U2
“ACHTUNG BABY” ISLAND
Que fait-on après avoir vendu plus de 10 millions de disques dans le monde et fait la couverture de Time Magazine ? Eh bien, étrangement, on retourne à l’école. En 1987, installés sur le trône de groupe n° 1 au monde, Bono, The Edge, Adam et Larry se sont regardés, incrédules, et ils ont rigolé. Tout ça était ridicule : à part Bowie, Lou Reed, Iggy et leur mentor Brian Eno, ils ne connaissaient que dalle, ou presque, aux sources de la musique qui les avait faits rois. Il y eut d’abord un pèlerinage aux sources, des studios Sun à Memphis en passant par Johnny Cash et BB King. De cette initiation tâtonnante naquirent un documentaire et un disque inégal : “Rattle And Hum”. Mais cet apprentissage eut un autre fruit, bien plus précieux : le désir intrépide de tout mettre par terre et de tout réinventer.
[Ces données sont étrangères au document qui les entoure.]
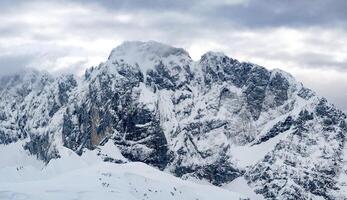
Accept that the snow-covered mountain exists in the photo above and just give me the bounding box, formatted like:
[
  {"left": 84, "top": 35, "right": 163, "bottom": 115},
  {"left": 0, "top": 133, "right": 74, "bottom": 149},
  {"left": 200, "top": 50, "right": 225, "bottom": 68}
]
[{"left": 0, "top": 41, "right": 347, "bottom": 199}]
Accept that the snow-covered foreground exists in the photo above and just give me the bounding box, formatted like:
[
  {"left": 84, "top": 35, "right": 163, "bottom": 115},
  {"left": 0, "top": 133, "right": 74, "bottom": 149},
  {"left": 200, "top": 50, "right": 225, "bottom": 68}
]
[{"left": 0, "top": 143, "right": 245, "bottom": 200}]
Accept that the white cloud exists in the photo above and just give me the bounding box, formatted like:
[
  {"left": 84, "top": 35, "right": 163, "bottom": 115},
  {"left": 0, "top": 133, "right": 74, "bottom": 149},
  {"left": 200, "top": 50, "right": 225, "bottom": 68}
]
[{"left": 0, "top": 0, "right": 347, "bottom": 109}]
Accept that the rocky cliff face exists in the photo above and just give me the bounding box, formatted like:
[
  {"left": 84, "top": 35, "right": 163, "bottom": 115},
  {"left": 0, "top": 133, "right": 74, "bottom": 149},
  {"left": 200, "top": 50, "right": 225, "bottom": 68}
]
[{"left": 0, "top": 42, "right": 347, "bottom": 199}]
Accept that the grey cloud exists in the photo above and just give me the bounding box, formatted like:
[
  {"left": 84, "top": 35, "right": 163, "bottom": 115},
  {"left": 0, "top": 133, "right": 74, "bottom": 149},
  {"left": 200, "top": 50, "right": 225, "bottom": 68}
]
[
  {"left": 77, "top": 0, "right": 347, "bottom": 29},
  {"left": 0, "top": 55, "right": 33, "bottom": 76}
]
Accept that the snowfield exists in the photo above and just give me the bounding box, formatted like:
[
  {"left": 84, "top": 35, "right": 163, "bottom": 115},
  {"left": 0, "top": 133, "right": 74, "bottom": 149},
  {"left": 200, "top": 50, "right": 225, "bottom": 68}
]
[{"left": 0, "top": 143, "right": 245, "bottom": 200}]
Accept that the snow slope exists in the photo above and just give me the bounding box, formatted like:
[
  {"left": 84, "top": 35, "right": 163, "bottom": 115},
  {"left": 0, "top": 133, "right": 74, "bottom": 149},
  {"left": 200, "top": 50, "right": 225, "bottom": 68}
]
[{"left": 0, "top": 143, "right": 244, "bottom": 200}]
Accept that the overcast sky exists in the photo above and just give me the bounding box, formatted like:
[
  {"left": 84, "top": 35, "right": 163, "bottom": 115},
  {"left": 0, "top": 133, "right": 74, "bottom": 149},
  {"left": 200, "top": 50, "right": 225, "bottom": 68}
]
[{"left": 0, "top": 0, "right": 347, "bottom": 111}]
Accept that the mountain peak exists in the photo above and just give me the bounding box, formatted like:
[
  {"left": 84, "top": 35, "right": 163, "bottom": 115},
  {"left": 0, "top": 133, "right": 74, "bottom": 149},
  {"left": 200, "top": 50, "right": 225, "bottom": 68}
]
[{"left": 109, "top": 41, "right": 191, "bottom": 71}]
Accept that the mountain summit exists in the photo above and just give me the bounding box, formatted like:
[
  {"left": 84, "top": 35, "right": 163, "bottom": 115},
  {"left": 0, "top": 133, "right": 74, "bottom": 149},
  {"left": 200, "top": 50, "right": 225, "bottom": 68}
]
[{"left": 0, "top": 41, "right": 347, "bottom": 200}]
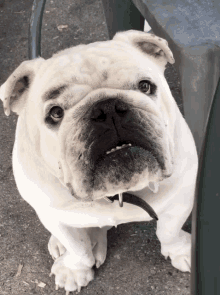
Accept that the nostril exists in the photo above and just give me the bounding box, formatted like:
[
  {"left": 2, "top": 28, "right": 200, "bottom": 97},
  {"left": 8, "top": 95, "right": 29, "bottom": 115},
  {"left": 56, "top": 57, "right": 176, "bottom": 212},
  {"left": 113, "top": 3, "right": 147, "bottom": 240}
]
[
  {"left": 91, "top": 109, "right": 106, "bottom": 122},
  {"left": 115, "top": 100, "right": 128, "bottom": 116}
]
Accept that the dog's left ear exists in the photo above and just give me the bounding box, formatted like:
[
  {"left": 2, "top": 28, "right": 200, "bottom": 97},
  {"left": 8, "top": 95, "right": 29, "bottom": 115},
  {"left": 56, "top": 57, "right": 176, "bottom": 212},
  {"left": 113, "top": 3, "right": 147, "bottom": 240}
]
[
  {"left": 113, "top": 30, "right": 175, "bottom": 66},
  {"left": 0, "top": 57, "right": 45, "bottom": 116}
]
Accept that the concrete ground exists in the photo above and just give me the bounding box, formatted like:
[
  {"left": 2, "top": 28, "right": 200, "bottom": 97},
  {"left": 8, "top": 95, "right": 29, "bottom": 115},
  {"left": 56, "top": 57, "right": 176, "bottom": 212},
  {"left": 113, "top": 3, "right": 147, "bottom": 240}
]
[{"left": 0, "top": 0, "right": 191, "bottom": 295}]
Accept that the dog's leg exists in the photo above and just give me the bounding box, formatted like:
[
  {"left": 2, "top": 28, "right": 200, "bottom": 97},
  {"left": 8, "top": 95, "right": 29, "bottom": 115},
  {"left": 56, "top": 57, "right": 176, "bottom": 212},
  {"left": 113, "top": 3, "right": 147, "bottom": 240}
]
[
  {"left": 156, "top": 200, "right": 191, "bottom": 272},
  {"left": 48, "top": 235, "right": 66, "bottom": 260},
  {"left": 43, "top": 225, "right": 110, "bottom": 291}
]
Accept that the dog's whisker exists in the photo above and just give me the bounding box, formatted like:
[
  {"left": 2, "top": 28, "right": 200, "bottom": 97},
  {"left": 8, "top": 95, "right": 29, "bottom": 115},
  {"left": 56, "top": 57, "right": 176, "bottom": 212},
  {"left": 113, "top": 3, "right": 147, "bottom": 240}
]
[
  {"left": 118, "top": 193, "right": 123, "bottom": 207},
  {"left": 103, "top": 197, "right": 113, "bottom": 203}
]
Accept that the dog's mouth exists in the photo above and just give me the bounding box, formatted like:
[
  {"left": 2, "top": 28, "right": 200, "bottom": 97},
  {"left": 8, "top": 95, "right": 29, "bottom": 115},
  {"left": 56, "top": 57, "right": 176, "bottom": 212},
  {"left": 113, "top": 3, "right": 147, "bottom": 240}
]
[{"left": 105, "top": 143, "right": 132, "bottom": 155}]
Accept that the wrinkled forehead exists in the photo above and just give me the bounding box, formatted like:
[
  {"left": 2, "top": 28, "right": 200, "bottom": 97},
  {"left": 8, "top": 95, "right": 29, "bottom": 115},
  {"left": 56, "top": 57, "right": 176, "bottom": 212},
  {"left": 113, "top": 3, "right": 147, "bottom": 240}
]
[{"left": 34, "top": 41, "right": 162, "bottom": 94}]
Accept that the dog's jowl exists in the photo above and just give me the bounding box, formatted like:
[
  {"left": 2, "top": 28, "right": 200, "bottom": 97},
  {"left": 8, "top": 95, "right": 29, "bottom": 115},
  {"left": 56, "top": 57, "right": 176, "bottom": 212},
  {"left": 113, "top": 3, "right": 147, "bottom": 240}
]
[{"left": 0, "top": 31, "right": 198, "bottom": 294}]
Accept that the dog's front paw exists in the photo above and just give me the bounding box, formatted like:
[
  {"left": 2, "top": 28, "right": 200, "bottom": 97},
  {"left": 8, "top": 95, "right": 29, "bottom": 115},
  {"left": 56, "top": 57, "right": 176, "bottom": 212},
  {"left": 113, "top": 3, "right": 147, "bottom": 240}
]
[
  {"left": 48, "top": 235, "right": 66, "bottom": 260},
  {"left": 51, "top": 252, "right": 94, "bottom": 295},
  {"left": 161, "top": 230, "right": 191, "bottom": 272}
]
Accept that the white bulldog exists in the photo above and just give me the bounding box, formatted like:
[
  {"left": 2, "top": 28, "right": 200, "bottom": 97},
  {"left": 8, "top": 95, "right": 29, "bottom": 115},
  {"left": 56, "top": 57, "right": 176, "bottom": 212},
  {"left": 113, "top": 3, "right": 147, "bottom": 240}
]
[{"left": 0, "top": 30, "right": 198, "bottom": 294}]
Après tout, pourquoi un chevelu à guitare sèche portant un gilet à même la peau était-il censé être plus authentique qu’un groupe d’electro-pop ? C’était devenu un cliché débile, il fallait l’abattre. Alors, cap sur Berlin, avec Eno, là où celui-ci, une quinzaine d’années auparavant, avait greffé aux chansons d’Iggy Pop et David Bowie les climats glaçants, électroniques et industriels, de Kraftwerk. Bono allait déformer sa voix au Vocoder, The Edge parfois lâcher la guitare pour les claviers et, pendant l’enregistrement, le groupe être plusieurs fois au bord d’exploser en vol. Le résultat ? Sans doute le seul album de U2 qu’on puisse écouter de bout en bout en y découvrant, à chaque fois, quelque chose de neuf. Tout y est : le groove néo-psychédélique des Stone Roses et des Happy Mondays, le staccato hypnotique d’Eno avec les Talking Heads, l’art enfin maîtrisé d’écrire des chansons et aussi les racines du groupe, le glam-rock de Roxy Music et les intonations lascives de Lou Reed. Dans “Even Better Than The Real Thing”, ou le tube “Mysterious Ways”, Bono n’est plus innocent : il est veule, lascif, érotique. Il y a quelque chose de pourri dans son coeur et c’est magnifique. Jack White ne s’y est pas trompé en reprenant — magnifiquement — ce cantique déchiré qu’est “Love Is Blindness”, où The Edge livre un de ses plus beaux soli, cassant même une corde à la fin. En somme, un miracle.